その時、山尾達の背後から海王の声がした。

「ココだ…!」

山尾達は振り返った。そこにはガリガリの長身男が山尾達と共に落下している。おそらく、コレが海王の本来の姿。海王は山尾達に近づく為、増幅させた筋肉を消したのだ。
そして、海王は二人の腕を掴んだ。

「瞬間移動で逃げるか?無理だろうな!お前のタレントは触れている者も同時に転送される!そうだろ!」

海王は山尾のタレントを見抜いていた。いや、山尾だけではない。おそらくは、交次郎のタレントも。

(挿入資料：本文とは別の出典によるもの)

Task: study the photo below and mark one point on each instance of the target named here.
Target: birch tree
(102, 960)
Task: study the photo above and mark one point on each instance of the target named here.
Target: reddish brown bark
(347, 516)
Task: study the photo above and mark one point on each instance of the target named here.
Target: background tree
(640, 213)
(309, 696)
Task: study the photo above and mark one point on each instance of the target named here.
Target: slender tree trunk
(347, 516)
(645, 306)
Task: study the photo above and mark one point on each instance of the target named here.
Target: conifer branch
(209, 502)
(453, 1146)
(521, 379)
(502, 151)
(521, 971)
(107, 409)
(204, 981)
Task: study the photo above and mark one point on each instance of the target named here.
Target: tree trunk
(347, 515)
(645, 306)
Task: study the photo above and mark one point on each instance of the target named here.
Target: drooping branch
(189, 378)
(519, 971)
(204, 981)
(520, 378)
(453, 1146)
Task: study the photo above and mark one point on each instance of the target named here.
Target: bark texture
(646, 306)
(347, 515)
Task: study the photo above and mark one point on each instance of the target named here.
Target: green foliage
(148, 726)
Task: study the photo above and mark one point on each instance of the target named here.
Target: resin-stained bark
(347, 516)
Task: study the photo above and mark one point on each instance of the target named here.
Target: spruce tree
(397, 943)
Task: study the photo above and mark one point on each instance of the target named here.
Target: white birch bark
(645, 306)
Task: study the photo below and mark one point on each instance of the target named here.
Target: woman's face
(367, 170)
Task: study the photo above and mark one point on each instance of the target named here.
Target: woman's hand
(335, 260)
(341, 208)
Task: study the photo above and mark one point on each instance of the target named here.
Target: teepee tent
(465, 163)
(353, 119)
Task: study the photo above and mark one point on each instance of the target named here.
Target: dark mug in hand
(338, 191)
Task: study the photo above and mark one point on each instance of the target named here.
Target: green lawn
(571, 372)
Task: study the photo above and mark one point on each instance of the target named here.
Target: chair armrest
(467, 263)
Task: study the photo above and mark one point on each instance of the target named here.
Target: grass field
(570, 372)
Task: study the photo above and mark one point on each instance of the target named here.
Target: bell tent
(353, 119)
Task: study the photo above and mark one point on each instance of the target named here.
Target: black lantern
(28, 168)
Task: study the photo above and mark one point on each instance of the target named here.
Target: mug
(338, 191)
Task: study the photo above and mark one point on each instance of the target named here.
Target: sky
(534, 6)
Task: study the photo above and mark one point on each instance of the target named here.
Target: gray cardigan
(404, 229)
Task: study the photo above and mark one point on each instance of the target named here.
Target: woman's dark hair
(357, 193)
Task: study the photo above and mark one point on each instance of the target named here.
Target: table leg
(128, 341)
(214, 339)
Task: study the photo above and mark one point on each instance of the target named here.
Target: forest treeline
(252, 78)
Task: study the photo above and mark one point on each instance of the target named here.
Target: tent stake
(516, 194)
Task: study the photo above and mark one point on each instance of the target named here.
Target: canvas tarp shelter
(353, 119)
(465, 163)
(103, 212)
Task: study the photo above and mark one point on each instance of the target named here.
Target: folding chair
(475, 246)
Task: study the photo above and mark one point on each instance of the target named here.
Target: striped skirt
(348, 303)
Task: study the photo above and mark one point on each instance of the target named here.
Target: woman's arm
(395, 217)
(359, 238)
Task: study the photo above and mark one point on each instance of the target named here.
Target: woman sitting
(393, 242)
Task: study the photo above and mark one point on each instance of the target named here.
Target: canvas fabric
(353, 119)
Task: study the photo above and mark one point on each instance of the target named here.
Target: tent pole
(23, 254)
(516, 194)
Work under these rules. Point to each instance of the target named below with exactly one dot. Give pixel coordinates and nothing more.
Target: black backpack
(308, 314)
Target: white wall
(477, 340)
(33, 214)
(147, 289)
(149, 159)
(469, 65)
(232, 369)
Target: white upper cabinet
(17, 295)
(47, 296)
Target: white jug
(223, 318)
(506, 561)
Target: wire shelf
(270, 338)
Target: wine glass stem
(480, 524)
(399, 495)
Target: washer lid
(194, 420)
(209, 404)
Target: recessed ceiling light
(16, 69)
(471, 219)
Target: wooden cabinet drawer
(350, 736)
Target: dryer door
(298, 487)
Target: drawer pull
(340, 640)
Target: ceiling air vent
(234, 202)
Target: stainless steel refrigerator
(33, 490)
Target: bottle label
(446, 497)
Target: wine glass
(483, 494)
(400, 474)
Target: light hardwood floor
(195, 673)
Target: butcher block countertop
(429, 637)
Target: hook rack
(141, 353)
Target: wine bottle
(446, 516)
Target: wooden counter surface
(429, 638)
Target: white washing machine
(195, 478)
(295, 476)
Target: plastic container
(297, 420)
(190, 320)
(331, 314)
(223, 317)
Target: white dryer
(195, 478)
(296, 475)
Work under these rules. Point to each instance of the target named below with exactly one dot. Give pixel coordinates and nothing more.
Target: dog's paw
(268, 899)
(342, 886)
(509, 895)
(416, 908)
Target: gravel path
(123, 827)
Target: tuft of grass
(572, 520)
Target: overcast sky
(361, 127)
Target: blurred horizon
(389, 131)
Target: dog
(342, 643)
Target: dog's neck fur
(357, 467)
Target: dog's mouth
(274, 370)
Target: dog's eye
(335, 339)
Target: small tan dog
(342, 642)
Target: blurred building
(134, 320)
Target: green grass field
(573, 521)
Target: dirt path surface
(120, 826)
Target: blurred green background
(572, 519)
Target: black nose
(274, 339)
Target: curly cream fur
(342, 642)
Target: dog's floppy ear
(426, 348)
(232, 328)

「位置を変えても無駄だ!この距離なら貴様ら如き、捕らえるのは簡た……」

次の瞬間、山尾達は腕にPSIを込めて海王の顔面を殴った。

「はっがッ!!!」

海王の真の姿はこのガリガリ。そして、PSIもほとんど使い果たした。こんな相手に策など無用。山尾兄弟はそれを理解し、海王の顔面を殴ったのだ。

「このニセ筋やろぉがッ!」

海王は殴られた拍子に山尾達の腕を離した。

「(そうだ…俺…タレント使えるほどのPSIは、もう残って無かったんだった…)」

二人を捕まえたは良いものの、PSIが無ければタレントは使えない。つまり、二人を抑えるほどの力がない。その事に海王は気付けなかった。普段頭を使わない性格が、ココで大きな失態を招いてしまったのだ。
海王は気絶した。
その後、山尾達は気絶した海王を抱え、地上に瞬間移動で降りた。そして、海王を地面に下ろした後、山尾兄弟は堺たちを追った。